Note — Cachable Joins

There’s a second argument to using table joins; this time across similar domains.

Consider a payments application. It may consist of several domains, including:

Payment Methods — what the Customer uses to purchase something (e.g. VISA Card 1234 5678 9012 3456, or PayPal account abcdef123)

Payment Providers — the type of payment providers selectable by a Customer (e.g. PAYPAL, VISA).

The following SQL might seem acceptable (since they’re in similar domains):
select * from PAYMENT_METHODS pm
join PAYMENT_PROVIDERS pp on (pm.payment_provider_id = pp.id)
where pm.id = :paymentMethodId;
But, it’s unnecessary.

There are two different types of data at play here:

The customer-specific, and changeable, payment methods data, used to provide the customer with a service, and,

The reusable, relatively static payment provider data, used to configure how the system functions.

There’s no need to fetch, or join to PAYMENT_PROVIDERS. It’s static data that can be stored and accessed in-memory, saving a database join or retrieval.

Evolvability

Evolvability is a key, oft-forgotten, architectural quality. It indicates the ease with which a system (or part of a system) may evolve.

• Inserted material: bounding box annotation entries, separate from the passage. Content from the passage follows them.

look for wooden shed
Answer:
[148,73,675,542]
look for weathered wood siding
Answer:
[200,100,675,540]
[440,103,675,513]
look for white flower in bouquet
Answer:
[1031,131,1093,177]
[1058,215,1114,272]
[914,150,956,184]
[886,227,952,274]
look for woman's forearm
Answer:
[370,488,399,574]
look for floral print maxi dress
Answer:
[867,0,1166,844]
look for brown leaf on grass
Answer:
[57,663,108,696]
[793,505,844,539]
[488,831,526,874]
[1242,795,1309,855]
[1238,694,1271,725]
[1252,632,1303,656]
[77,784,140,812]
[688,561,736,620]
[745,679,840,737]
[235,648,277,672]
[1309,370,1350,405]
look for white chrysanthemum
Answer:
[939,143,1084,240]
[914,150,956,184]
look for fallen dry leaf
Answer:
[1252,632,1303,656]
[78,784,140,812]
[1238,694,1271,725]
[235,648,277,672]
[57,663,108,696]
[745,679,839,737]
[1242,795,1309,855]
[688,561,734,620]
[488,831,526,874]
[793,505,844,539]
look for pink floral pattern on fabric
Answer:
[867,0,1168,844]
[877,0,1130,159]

Typically, evolvability indicates the ability to modernize (e.g. replace a costly relational database with an open-source alternative) part of a system.

Returning to our real-world example, the need to support proprietary data (in the Cart domain) strongly suggests the replacement of the relational model with a more fluid (e.g. NoSQL) technology. Yet the domain pollution severely hampers us. The SQL joins have:

Tightly-coupled the domains to a database type (e.g. relational).
Tightly-coupled the domain to a specific vendor (e.g. Oracle, Postgres).
Made an assumption about where the data resides (i.e. on the same instance/machine).

If we are to make the change, not only must we identify every area of change, we must also:

Collaborate with all the domain experts to understand (and contain) the blast radius.
Plan the capacity for the change.
Fix/replace broken unit tests.
Restructure (potentially) large swathes of code in the affected areas (e.g. passing an id through a set of layers to the persistence mechanism).
Recompile and redeploy the domain.
Regression test a large area of the system, and any of those area’s dependents.
Load test it.

Note — Change Friction
I call this problem “Change Friction”. The ability to change becomes increasingly difficult, until the effort becomes greater than the benefit. This leads to dissatisfaction, poor morale, an unwillingness to change, and poor stakeholder confidence and engagement (i.e. the death of a product).

Business Agility

Much of what’s come before can impact Business Agility and Brand Reputation. In the example described earlier, domain pollution caused Change Friction.

I’ve seen cases where this friction is only resolvable by an individual (a “Brent” in The Phoenix Project), and that individual is unavailable for the next two months. This is a terrible situation. It affects your Agility and (potentially) Brand Reputation, and can leave your clients in a precarious position.

The example I used earlier could occur, and the business may be unable to support their desired level of agility. Thus, the business faces a dilemma; do they let the client down and lose their custom (possibly suffering reputational damage), or do they choose to hack further (proprietary) changes into the solution and exacerbate evolutionary issues?

Forms of Domain Pollution

Domain Pollution tends to be caused by the introduction of incorrect assumptions in software. Several forms of domain pollution exist.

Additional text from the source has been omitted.